Housing: This Is Not the GFC While it is likely too soon to be bullish on U.S. housing relative to investor expectations, the big surprise may be that housing doesn’t collapse back towards the pre-COVID trend. We think much of the home price appreciation in recent years reflects strong fundamentals such as accelerating household formation and a legacy of underbuilding post-GFC.

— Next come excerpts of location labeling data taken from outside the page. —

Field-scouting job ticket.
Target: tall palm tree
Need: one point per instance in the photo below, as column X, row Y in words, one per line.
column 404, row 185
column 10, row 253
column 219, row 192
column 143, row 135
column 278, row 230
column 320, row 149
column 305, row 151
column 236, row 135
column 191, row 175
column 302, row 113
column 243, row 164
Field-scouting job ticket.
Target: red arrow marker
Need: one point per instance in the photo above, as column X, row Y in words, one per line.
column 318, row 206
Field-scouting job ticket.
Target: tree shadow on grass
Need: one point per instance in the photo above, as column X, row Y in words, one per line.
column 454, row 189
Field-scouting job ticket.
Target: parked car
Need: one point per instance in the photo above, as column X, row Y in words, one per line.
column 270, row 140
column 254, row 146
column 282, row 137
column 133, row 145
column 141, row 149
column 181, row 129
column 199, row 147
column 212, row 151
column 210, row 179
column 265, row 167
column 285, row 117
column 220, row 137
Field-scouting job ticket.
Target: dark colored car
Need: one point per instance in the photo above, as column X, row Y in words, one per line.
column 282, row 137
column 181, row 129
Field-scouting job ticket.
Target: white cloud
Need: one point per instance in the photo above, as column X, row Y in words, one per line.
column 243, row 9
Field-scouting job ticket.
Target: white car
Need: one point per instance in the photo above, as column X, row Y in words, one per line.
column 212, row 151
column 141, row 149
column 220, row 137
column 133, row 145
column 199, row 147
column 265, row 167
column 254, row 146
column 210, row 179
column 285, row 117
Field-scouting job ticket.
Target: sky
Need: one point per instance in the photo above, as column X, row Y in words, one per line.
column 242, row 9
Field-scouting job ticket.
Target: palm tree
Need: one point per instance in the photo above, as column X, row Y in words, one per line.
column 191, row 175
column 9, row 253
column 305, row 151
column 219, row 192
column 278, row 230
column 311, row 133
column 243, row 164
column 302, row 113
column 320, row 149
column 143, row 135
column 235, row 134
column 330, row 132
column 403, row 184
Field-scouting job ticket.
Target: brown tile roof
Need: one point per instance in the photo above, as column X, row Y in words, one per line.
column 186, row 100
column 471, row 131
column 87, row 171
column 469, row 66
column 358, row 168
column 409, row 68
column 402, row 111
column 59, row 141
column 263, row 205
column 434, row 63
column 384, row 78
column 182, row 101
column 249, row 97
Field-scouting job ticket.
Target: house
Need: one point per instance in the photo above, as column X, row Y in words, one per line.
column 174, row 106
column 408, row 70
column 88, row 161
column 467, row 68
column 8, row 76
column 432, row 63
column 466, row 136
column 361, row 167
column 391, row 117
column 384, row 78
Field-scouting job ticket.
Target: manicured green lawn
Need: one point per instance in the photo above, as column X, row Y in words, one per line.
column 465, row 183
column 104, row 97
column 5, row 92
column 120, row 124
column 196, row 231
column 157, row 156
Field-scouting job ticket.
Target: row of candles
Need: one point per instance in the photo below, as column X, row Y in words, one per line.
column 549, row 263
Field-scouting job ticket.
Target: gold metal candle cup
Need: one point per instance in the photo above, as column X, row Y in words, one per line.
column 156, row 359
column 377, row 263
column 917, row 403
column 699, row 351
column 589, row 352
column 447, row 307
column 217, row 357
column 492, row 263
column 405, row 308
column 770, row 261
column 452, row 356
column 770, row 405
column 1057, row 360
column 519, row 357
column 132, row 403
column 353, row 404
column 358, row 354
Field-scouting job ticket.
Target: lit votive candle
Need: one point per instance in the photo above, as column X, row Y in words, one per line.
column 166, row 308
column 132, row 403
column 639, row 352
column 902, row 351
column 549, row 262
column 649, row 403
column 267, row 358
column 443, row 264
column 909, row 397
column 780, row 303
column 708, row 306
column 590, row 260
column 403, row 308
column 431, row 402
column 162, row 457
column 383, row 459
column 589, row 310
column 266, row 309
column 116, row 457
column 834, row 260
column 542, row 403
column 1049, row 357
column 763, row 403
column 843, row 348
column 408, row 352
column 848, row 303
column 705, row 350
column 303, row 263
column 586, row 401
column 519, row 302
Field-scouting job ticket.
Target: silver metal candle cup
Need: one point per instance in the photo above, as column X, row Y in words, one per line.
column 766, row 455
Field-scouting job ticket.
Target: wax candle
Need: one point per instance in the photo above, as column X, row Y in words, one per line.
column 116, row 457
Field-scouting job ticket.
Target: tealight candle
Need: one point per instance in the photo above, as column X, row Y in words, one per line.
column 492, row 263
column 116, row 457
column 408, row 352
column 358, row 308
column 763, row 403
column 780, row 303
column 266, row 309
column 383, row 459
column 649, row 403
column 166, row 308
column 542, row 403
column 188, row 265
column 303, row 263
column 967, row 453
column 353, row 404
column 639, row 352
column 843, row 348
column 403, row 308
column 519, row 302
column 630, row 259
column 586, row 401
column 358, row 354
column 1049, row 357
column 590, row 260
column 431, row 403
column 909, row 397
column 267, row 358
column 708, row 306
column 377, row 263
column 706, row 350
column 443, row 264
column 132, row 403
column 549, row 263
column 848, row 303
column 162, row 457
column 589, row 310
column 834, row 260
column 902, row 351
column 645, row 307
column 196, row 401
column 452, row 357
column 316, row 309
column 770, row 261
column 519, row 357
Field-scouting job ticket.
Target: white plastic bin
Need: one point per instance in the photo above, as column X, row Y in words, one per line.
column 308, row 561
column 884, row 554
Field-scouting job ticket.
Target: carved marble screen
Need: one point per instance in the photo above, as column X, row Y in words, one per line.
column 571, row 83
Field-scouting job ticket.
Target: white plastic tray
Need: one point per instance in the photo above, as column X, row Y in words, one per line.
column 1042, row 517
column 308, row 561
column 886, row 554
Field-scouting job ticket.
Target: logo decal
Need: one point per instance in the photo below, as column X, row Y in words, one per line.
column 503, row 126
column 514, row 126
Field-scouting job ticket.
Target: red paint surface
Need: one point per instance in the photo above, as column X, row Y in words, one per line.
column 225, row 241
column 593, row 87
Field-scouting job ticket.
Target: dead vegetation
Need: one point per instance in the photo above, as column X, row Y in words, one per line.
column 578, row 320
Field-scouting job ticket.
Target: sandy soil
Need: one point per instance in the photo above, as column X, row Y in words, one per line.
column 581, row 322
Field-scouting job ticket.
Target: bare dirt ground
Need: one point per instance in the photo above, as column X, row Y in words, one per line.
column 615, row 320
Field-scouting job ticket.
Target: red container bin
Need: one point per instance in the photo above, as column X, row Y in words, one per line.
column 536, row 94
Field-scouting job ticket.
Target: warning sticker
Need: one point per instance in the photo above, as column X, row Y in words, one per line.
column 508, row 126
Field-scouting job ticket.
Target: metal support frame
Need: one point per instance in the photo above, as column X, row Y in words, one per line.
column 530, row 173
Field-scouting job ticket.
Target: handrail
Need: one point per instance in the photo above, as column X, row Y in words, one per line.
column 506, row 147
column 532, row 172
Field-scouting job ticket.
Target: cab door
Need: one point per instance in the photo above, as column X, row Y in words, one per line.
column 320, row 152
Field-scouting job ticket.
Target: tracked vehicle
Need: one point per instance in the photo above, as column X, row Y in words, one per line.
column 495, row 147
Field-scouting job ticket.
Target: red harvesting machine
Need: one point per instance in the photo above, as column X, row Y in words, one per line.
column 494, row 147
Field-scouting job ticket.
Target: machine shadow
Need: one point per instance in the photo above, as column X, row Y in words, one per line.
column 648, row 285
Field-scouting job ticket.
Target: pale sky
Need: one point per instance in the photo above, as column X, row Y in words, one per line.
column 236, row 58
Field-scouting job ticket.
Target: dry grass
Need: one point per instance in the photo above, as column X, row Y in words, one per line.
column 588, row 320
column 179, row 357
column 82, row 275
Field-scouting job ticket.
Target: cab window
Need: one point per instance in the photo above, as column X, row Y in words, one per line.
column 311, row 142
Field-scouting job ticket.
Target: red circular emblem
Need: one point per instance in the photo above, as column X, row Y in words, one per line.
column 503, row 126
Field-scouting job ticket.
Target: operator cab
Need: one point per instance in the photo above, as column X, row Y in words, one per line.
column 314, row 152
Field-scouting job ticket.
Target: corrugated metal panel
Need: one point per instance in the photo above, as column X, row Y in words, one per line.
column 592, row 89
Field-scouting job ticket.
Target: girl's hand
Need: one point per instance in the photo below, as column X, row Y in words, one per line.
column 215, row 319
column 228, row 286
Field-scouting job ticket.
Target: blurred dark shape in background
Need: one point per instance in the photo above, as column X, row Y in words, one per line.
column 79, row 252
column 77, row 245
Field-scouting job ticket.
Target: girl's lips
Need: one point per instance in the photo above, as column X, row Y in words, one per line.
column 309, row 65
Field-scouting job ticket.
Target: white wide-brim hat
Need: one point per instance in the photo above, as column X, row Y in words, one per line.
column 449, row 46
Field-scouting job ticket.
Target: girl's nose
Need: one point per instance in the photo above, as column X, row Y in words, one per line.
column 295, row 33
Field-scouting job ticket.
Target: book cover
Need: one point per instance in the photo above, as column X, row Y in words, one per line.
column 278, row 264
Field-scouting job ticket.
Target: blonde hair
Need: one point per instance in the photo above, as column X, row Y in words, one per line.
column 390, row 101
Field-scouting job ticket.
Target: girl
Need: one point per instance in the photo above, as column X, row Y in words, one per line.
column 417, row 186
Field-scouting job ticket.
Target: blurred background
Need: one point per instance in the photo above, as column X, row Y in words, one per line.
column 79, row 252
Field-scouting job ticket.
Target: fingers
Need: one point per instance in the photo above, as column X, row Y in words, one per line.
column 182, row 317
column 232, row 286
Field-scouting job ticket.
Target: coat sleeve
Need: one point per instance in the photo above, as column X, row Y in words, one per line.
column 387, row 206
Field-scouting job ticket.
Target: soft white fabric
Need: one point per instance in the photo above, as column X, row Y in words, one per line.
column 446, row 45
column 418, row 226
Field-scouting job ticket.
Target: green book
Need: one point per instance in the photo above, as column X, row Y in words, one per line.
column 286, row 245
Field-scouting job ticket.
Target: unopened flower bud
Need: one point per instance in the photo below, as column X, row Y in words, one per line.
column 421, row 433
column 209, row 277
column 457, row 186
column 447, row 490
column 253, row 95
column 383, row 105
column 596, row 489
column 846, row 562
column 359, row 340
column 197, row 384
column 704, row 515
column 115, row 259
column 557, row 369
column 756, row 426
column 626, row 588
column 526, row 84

Interest Rates: Higher Long-term Yields in the U.S. and Germany While we see the bund yield rising to 2.75% by the end of 2023 and three percent by the end of 2024, consensus looks for just 2.3% and two percent, respectively. Our thinking is that the impact of ECB balance sheet contraction and the increased need for long-term capital spending linked to the energy transition will drive rates higher at the long-end. In the U.S., we still think that markets are not fully pricing the uncertainty around the pace of fed cuts, which is why we still have 10-year Treasury yields ending the year at four percent.
The Regional Banking Crisis May Be With Us for a Long Time The Fed has ring-fenced banks’ losses on risk-free paper, but one third of small banks’ assets are CRE loans. Deposit flight is also still an issue. As such, we think that more regional banks could come under pressure if we are right that the Fed does not cut rates in the near term.